Title: The summit’s gaze, or the skyscraper as beacon and observatory

Supervisor: Prof. Jean-Pierre Chupin

Thesis Summary: The dissertation considers skyscrapers as a transitional object within the architectural and the urban fields, focuses specifically on their summits, which are interpreted as dialogic constructs that transgress the opposition between seeing and being seen.

Since their appearance in Chicago and New York, skyscrapers expressing competitive business powers have shaped the skyline of the metropolis. Early skyscrapers were conceived to be seen looking up from the ground, but since the 1920s, architects have had the temptation of looking at the city from atop, creating observation areas.

The research will measure the expanded field in which the design process meets the perception of the observer, the viewing platform allowing for a re-conception of urban space and the shaping of new patterns. In another terms, these objects cannot be reduced to a semiotic system or a model of representation but rather represent a bequest of presence, allowing for the aesthetic experience of a mutual recognition from the observer and the designing architect.
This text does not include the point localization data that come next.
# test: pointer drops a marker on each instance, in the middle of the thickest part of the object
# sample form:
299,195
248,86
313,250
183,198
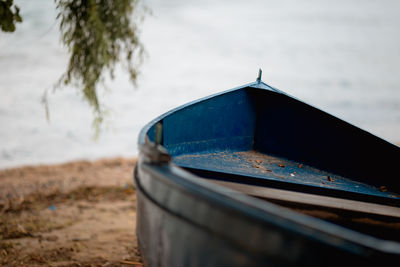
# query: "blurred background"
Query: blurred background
341,56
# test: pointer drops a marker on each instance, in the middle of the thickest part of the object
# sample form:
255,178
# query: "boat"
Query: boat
255,177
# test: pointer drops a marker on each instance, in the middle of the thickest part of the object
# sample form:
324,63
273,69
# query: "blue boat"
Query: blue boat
255,177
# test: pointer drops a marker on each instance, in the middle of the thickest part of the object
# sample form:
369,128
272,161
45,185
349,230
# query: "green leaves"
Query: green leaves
8,18
98,34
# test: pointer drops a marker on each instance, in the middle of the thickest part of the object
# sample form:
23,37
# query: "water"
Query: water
340,56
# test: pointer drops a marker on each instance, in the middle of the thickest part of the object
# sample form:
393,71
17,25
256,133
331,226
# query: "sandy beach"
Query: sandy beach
74,214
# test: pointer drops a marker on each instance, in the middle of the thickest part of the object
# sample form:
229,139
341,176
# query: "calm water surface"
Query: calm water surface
340,56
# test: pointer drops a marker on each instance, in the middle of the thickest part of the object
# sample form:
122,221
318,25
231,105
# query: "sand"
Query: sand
75,214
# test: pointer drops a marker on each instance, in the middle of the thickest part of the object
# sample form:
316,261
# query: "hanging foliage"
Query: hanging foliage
98,34
8,16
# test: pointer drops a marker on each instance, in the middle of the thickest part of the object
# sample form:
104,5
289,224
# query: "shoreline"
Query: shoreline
79,213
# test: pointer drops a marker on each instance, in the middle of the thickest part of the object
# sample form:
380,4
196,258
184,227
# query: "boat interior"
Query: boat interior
261,142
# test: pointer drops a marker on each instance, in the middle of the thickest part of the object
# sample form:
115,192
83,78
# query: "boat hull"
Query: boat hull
245,136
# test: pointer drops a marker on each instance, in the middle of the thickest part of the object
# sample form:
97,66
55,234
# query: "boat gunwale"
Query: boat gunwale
261,211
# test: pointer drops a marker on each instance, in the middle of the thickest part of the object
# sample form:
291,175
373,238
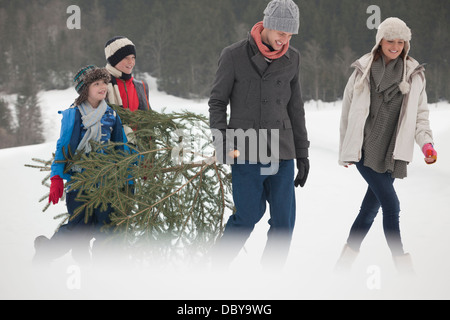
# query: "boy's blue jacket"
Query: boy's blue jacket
71,135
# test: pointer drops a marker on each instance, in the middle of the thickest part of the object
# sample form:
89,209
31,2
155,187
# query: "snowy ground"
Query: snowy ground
326,208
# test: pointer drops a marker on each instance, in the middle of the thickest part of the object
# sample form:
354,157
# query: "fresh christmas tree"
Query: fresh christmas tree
168,193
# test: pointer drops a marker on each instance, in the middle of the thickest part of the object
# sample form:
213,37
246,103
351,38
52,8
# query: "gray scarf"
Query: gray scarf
91,118
387,77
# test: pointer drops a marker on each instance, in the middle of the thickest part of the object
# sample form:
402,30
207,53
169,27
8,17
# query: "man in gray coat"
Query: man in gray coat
259,78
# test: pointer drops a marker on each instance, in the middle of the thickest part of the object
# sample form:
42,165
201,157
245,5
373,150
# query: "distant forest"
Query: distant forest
179,41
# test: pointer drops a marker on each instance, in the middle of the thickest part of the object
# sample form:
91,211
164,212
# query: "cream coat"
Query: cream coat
414,115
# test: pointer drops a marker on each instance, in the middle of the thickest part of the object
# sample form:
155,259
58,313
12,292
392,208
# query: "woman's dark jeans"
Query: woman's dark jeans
380,193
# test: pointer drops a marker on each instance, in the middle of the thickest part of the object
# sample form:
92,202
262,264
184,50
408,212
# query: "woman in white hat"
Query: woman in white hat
384,111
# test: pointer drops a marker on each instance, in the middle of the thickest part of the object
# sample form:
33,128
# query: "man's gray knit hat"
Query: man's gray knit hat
282,15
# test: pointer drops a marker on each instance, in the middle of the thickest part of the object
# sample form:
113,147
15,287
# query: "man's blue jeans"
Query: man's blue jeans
251,192
380,193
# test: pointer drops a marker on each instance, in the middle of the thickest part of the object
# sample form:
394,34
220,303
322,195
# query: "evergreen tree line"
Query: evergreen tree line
179,42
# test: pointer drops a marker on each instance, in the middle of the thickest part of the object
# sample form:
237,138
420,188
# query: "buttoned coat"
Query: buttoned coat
261,96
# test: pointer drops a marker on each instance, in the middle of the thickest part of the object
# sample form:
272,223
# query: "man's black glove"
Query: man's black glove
303,170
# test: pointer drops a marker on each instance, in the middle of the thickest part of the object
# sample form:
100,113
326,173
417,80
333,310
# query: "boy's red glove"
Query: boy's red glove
430,153
56,189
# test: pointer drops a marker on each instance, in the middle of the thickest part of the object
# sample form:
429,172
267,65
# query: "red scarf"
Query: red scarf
265,51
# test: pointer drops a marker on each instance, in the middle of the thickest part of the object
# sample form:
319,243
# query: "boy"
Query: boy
89,118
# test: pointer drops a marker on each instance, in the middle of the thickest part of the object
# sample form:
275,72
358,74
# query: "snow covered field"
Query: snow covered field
326,208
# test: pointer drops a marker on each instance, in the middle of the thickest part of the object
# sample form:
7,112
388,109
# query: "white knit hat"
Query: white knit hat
390,29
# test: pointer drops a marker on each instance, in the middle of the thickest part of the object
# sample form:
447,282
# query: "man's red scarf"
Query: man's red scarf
265,51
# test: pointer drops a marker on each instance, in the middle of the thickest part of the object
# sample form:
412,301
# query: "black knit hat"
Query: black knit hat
118,48
84,77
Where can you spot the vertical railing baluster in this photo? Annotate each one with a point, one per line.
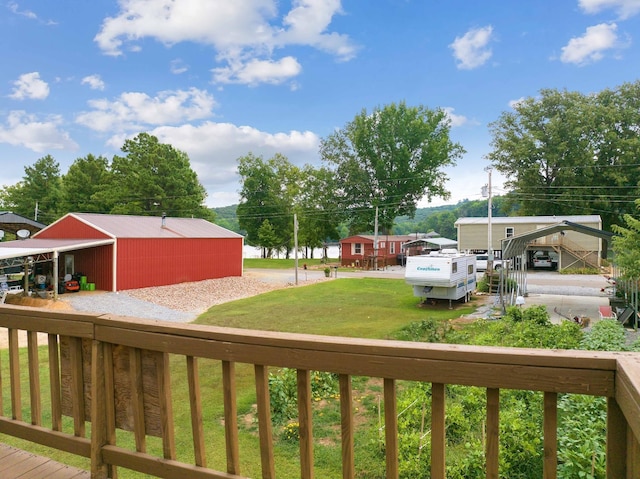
(230, 417)
(391, 428)
(110, 406)
(163, 377)
(438, 437)
(633, 456)
(54, 382)
(346, 421)
(493, 432)
(34, 378)
(77, 386)
(617, 438)
(99, 469)
(550, 427)
(264, 421)
(137, 399)
(14, 375)
(197, 429)
(305, 422)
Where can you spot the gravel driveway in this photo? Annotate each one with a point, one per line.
(182, 303)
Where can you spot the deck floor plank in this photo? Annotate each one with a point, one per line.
(19, 464)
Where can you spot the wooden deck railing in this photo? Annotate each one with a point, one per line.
(111, 373)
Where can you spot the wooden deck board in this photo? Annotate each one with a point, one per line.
(18, 464)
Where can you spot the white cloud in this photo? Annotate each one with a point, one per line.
(515, 103)
(472, 50)
(456, 120)
(591, 46)
(137, 111)
(244, 33)
(94, 82)
(15, 9)
(26, 130)
(624, 8)
(258, 71)
(30, 86)
(214, 149)
(177, 66)
(307, 23)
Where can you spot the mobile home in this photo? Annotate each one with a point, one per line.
(445, 274)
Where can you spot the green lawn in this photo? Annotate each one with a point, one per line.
(271, 263)
(355, 307)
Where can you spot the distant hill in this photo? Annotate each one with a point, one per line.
(432, 218)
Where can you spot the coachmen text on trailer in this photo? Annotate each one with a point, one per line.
(444, 274)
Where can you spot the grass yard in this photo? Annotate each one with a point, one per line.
(355, 307)
(271, 263)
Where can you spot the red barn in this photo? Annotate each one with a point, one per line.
(359, 250)
(118, 252)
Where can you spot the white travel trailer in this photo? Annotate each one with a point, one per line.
(444, 274)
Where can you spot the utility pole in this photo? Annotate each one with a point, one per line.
(295, 244)
(375, 242)
(487, 193)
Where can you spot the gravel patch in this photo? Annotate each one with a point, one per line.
(178, 303)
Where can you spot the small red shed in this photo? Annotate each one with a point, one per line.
(359, 251)
(146, 250)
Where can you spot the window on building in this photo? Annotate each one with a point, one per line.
(69, 264)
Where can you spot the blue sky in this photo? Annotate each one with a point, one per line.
(219, 78)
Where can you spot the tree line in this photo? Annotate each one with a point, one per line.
(150, 178)
(562, 152)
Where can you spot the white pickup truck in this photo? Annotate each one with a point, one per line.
(483, 259)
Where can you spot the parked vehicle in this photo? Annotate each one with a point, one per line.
(441, 275)
(542, 262)
(483, 259)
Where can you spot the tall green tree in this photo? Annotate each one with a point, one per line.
(269, 188)
(389, 158)
(569, 153)
(82, 183)
(153, 178)
(318, 214)
(38, 194)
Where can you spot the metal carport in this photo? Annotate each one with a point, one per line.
(31, 251)
(515, 247)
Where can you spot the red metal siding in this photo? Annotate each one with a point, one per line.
(349, 259)
(70, 228)
(157, 262)
(96, 264)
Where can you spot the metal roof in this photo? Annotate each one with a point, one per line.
(13, 222)
(128, 226)
(529, 219)
(436, 241)
(516, 245)
(35, 247)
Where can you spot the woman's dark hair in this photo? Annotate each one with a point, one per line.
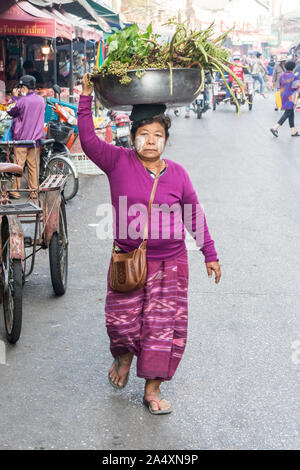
(162, 119)
(290, 65)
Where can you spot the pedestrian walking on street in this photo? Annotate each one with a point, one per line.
(151, 322)
(279, 69)
(258, 69)
(289, 85)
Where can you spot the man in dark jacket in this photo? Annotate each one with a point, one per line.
(28, 123)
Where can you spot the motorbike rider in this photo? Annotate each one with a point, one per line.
(279, 69)
(258, 69)
(205, 90)
(27, 111)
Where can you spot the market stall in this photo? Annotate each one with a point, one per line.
(46, 43)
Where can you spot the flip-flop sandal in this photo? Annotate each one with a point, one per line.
(157, 400)
(274, 132)
(116, 386)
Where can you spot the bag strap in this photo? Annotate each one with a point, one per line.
(145, 235)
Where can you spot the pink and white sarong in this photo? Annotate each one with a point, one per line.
(152, 322)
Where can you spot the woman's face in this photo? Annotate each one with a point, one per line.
(150, 141)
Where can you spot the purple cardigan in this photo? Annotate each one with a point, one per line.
(28, 117)
(131, 186)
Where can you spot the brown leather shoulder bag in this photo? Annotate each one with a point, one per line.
(128, 271)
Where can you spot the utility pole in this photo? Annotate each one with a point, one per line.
(148, 12)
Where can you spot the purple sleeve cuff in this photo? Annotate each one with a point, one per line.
(210, 259)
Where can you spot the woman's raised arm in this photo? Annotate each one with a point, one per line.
(102, 154)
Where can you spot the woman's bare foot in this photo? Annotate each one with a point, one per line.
(119, 375)
(152, 390)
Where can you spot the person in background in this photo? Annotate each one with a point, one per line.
(270, 66)
(12, 77)
(258, 69)
(30, 70)
(289, 84)
(206, 91)
(27, 111)
(279, 69)
(237, 68)
(219, 78)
Methodologically, the dissertation will develop at three distinct scales, corresponding to different historical, architectural and urban perspectives. The macro scale will respond to the evolution of the summit both as an interior and as an exterior skin. At the micro scale, a synchronic analysis will focus on three case studies: The Rockefeller Center in New York (1930-39), the Place Ville Marie in Montréal (1958-62) and the Tour Montparnasse in Paris (1969-73, and since 2017). Finally, at a meso scale, an analytic narrative will deal with the spatio-temporal experience of this ambiguous building.